Management analysts and consultants analyze and suggest solutions to management problems. For example, a rapidly growing small company may need help in designing a better system of control over inventories and expenses and decides to engage a consultant who is an expert in just-in-time inventory management. In another case, a large company which realizes its corporate structure must be reorganized after acquiring a new division brings in management experts to restructure the company and eliminate duplicate and non-essential managerial positions. These are just some of the many organizational problems that management analysts, as they are called in government agencies, and consultants, as business firms refer to them, help solve.
The work of management analysts and consultants varies with each client or employer and from project to project. For example, some projects require a team of consultants, each specializing in one area; at other times, consultants work independently with the organization's managers. In general, analysts and consultants first collect, review, and analyze information. They then make recommendations to management and may assist in the implementation of their proposal.
Both public and private organizations use consultants for a variety of reasons. Some don't have the internal resources needed to handle a project, while others need a consultant's expertise to determine what resources will be required, and what problems may be encountered, if they pursue a particular opportunity.
Firms providing consulting services range in size from a single practitioner to large international organizations employing many thousands of consultants. Some analysts and consultants specialize in a specific industry while others specialize by type of business function, such as human resources or information systems. In government, management analysts tend to specialize by type of agency. Consulting services often are provided on a contract basis. To engage a consultant, a company first solicits proposals from a number of consulting firms specializing in the area in which it needs assistance. These proposals include the estimated cost and scope of the project, staffing requirements, references from a number of previous clients, and a completion deadline. The company then selects the best proposal for its needs.

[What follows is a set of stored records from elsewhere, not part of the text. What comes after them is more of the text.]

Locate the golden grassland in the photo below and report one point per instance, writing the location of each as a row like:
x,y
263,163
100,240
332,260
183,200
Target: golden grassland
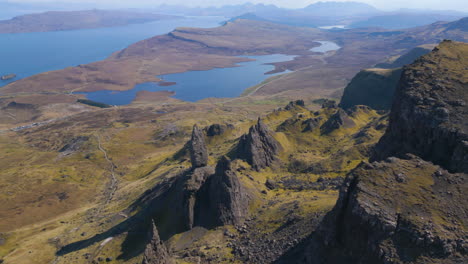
x,y
54,199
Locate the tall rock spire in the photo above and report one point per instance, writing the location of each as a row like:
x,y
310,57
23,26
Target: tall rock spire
x,y
197,147
156,252
259,148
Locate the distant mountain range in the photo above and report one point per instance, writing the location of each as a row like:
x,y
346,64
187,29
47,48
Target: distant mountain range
x,y
351,14
320,14
72,20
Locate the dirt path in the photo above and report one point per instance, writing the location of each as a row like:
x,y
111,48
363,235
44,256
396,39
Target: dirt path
x,y
112,187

Upon getting an assignment or contract, consultants or management analysts define the nature and extent of the problem. During this phase of the job, they analyze pertinent data such as annual revenues, employment, or expenditures and interview managers and employees while observing their operations.
The analyst or consultant develops solutions to the problem. In the course of preparing their recommendations, they take into account the nature of the organization, the relationship it has with others in that industry, and its internal organization and culture. Insight into the problem may be gained by building and solving mathematical models.
Once they have decided on a course of action, consultants report their findings and recommendations to the client, often in writing. In addition, they generally make oral presentations regarding their findings. For some projects, this is all that is required. For others, consultants assist in the implementation of their suggestions.
Management analysts in government agencies use the same skills as their private-sector colleagues to advise managers on many types of issues, most of which are similar to the problems faced by private firms. For example, if an agency is planning to purchase personal computers, it must first determine which type to buy, given its budget and data processing needs. Management analysts would assess the various types of machines available by price range and determine which best meets their department's needs.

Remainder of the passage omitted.